Yoğun stres damarlara zarar veriyor
Uzun süren geçmeyen bir stres kanda adrenalin ve kortizon dediğimiz hormonu artırmaktadır. Bunlar damarların iç tabakasına zarar veren hormonlardır. Uzun süren streslerde damarlar içindeki kanın akışkanlığını etkileyerek kalp ve damar hastalıklarının oluşumuna yatkınlık sağlamaktadır. Sigara içimi, hareketsiz bir yaşam, sağlıksız beslenme alışkanlıkları gibi faktörlerin hepsi kalbi ve damarları olumsuz etkilemektedir . Uzun süreli streslerde damarların ve kalbin gereğinden fazla kasılması nedeniyle ani kalp krizleri de meydana gelmektedir.
Direksiyon başında bu belirtilere dikkat!
Kişilerin araç kullanırken yoğun bir stres altına girmesi kaçınılmazdır. Ancak pek çok kişi bu stresi ciddi bulmamakla birlikte bazı belirtileri de atlamaktadır. Araç kullanırken aşağıdaki durumları yaşayanların trafikten kendilerini çekmesi ve en yakın sağlık kuruluşundan yardım alması gerekmektedir:
Uçakta da yaşanabilir
Bazı kişilerin ciddi anlamda uçak fobisi bulunmaktadır. Uçuş korkusu yaşayan insanların uçağa binmekte ısrarcı olmamaları hem kendi sağlıkları hem de uçuş emniyeti açısından hayati önem taşımaktadır. Trafikte yaşanabilen stresin hemen hemen aynısı uçakta da yaşanabilmektedir. Bu stresin yanında düşme, yükseklik, türbülans korkusu bu stresi artırabilmektedir. Uçak yolculuğu kalp krizi riskini artırmaz ama kalp hastalarına ya da risk altındaki kişilere olumsuz etkilerde bulunabilir. Yolculuk öncesi uçağa yetişme telaşı, check-in kuyrukları, taşınan bagajlar, rötar, hava muhalefeti kişiler üzerinde bir stres oluşturur. Bu strese yükseklik korkusu, uçağın kalkışı ve ani yükselişi ile hava boşluklarındaki ani irtifa düşüşleri yolcular üzerinde büyük stres oluşturacaktır. Uçak ile seyahat korkusu da ayrı bir risk teşkil etmektedir. Yeni kalp krizi geçirenlerin, stent uygulananların, by-pass geçirenlerin, kontrolsüz yüksek tansiyon ile ritm bozukluğu yaşayanların, bacak damarlarında pıhtı tespit edilenlerin tamamen iyileşmeden uçakla yolculuk etmemeleri önerilmektedir.
Kalp kontrolü şart
Özellikle ailesinde erken yaşta (50 yaşın altında) kalp hastalığından ölümler olan ya da sebebi açıklanmamış ani kayıplar bulunan kişiler, yaşları ne olursa olsun yaşamları boyunca en az bir kez kalple ilişkili bir check-up çalışması yaptırmalıdır.
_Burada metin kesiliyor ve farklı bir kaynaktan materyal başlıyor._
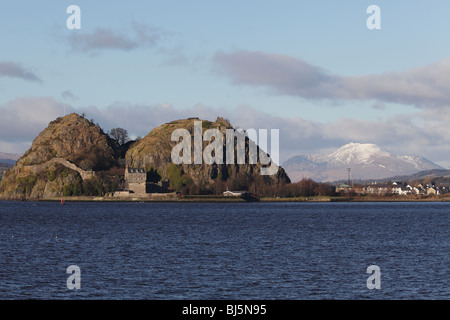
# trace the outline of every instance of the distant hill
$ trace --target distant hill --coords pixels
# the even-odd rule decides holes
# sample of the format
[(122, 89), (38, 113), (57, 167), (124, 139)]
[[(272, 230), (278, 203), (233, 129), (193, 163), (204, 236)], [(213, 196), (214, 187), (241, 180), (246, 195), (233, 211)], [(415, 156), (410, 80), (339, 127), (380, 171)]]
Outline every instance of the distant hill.
[(282, 164), (292, 181), (310, 178), (318, 182), (383, 179), (406, 176), (441, 166), (417, 155), (394, 155), (375, 144), (349, 143), (327, 154), (299, 155)]
[[(366, 184), (366, 183), (383, 183), (383, 182), (390, 182), (390, 181), (402, 181), (402, 182), (408, 182), (408, 181), (423, 181), (423, 180), (449, 180), (450, 181), (450, 170), (447, 169), (433, 169), (433, 170), (425, 170), (420, 171), (414, 174), (410, 175), (401, 175), (401, 176), (392, 176), (392, 177), (386, 177), (386, 178), (380, 178), (380, 179), (365, 179), (365, 180), (353, 180), (354, 183), (357, 184)], [(347, 179), (342, 179), (340, 181), (334, 181), (335, 184), (339, 183), (346, 183)]]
Bu tetkikler sonucu normal sınırdaysa, 40 yaşına kadar benzer check-up tetkiklerinin 5 yılda bir yapılması, 40 yaşından sonra ise, kalp damar hastalığı açısından risk faktörü taşıyan, ailesinde birinci derece akrabalarında kalp hastalığı olan, sigara içen, tansiyon ve kolesterol yüksekliği, şeker hastalığı olan kişilerde de check-up’ı yılda bir defa yaptırmaları önerilmektedir. Kalp- damar problemi bulunmayanların uçak korkusu için ise ayrıca bir uzmandan yardım almaları, kendileri için doğru bir karar olacaktır.